You not only need your best theology when enduring suffering; you need your best shepherding. You need other people who are willing to enter into the pain you are experiencing in order to help pick it up. Bob Kellemen said, “Shared sorrow is endurable sorrow.” This is immensely difficult for various reasons. First, grief and suffering are unique and, as a result, often isolate. Jerry Sittser writes, “Each person’s experience is his or her own, even if, on the face of it, the experience appears similar to many others. Though suffering itself is universal, each experience of suffering is unique because each person who goes through it is unique. Who the self was before the loss, what the self feels in the loss, and how the self responds to the loss makes each person’s experience different from all others. That is why suffering is a solitary experience…No one can deliver us, substitute for us, or mitigate the pain in us.” You have to allow people in and let them help you carry it. Second, when heinous evil strikes someone at the very heart of what is precious, many people draw back, recoil, fall silent, stop calling, or avoid entering in because of what it represents and does within them. “If it could happen to them, it could happen to me.” The suffering person represents their worst fears and they often are simply unwilling to pick up such a burden. They draw back, fall silent, and move on.

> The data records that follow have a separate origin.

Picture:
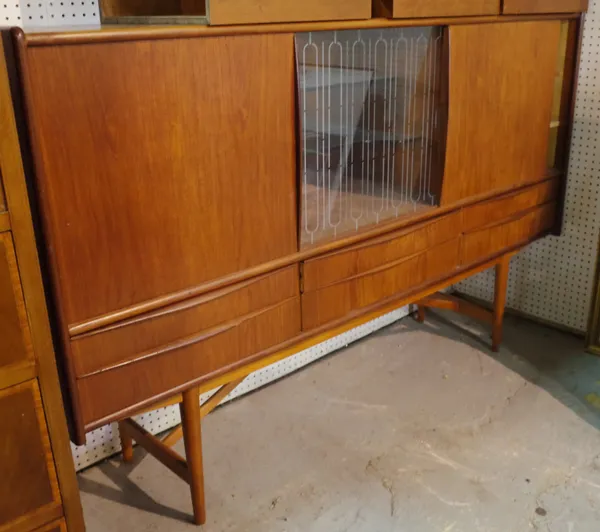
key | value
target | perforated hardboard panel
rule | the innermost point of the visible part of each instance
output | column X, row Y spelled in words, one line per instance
column 551, row 280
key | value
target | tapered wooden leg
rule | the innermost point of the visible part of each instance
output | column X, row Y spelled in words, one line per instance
column 126, row 443
column 192, row 438
column 502, row 269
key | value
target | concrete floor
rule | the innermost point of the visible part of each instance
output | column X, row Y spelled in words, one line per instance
column 416, row 428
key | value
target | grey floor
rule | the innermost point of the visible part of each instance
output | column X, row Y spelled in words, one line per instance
column 416, row 428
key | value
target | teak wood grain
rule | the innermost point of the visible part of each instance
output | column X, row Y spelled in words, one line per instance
column 186, row 360
column 436, row 8
column 2, row 197
column 342, row 298
column 374, row 253
column 120, row 8
column 269, row 11
column 175, row 173
column 500, row 106
column 525, row 227
column 16, row 350
column 519, row 7
column 29, row 494
column 56, row 526
column 13, row 175
column 506, row 206
column 132, row 338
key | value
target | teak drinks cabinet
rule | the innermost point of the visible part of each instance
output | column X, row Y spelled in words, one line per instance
column 215, row 198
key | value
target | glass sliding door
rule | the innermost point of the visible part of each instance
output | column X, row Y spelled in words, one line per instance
column 371, row 127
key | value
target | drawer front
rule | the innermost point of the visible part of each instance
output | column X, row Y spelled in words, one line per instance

What is needed though for the person experiencing deep loss? You need someone simply willing to be present and listen. Job’s three friends afflicted him deeply by talking more than listening. The most helpful thing they did was be with him in his suffering for that first week. They listened. They harmed him only when they began to speak. Charles Spurgeon writes, “People in deep trouble like somebody to hear them all through: even little children are comforted by telling mother all about it. We are in such a hurry with poor troubled spirits that we hasten them on to the end of the sentence, and try to make them skip the dreary details. But to them this seems unkind, for their story is sacred; and, therefore, they go slowly on with it, till we are quite tired. I have often hurried on a poor despondent creature till I have seen the uselessness of it: it is always best to let them spin on. It does them good.”

If you’re going to help someone in their grief and suffering, this will require some intentional choices on your part. If you’re entering in, you’re agreeing and assenting to the possibility of transformation and change within yourself. Again, Jerry Sittser notes of those who choose to enter in someone’s suffering and loss, “They must be willing to be changed by someone else’s loss, though they might not have been directly affected by it. Good comfort requires empathy, forces adjustments, and sometimes mandates huge sacrifices. Comforters must be prepared to let the pain of another become their own and so let it transform them. They will never be the same after that decision. Their own world will be permanently altered by the presence of one who suffers.” We are so grateful for the friends who have made the conscious effort to enter in our loss, grief, and suffering. They know our life will never be the same and they have decided that it would not be the same for them either. They recognize our cross is burdensome and heavy and they have come to help lift the beams, thus fulfilling the law. I think of the couple of men who have looked me with tears in their eyes and said they intend to limp with me until the day I see my son again. I think of the ladies who call, text, or invite Valerie over, just wanting to share memories of Gabriel, note milestones he would have had, or just serve her in whatever way they can. I think of the people who talk about him as if he still exists (he does, for he is in Heaven) and acknowledge the ache we now feel. We are so grateful for these brothers and sisters because shared sorrow is endurable sorrow.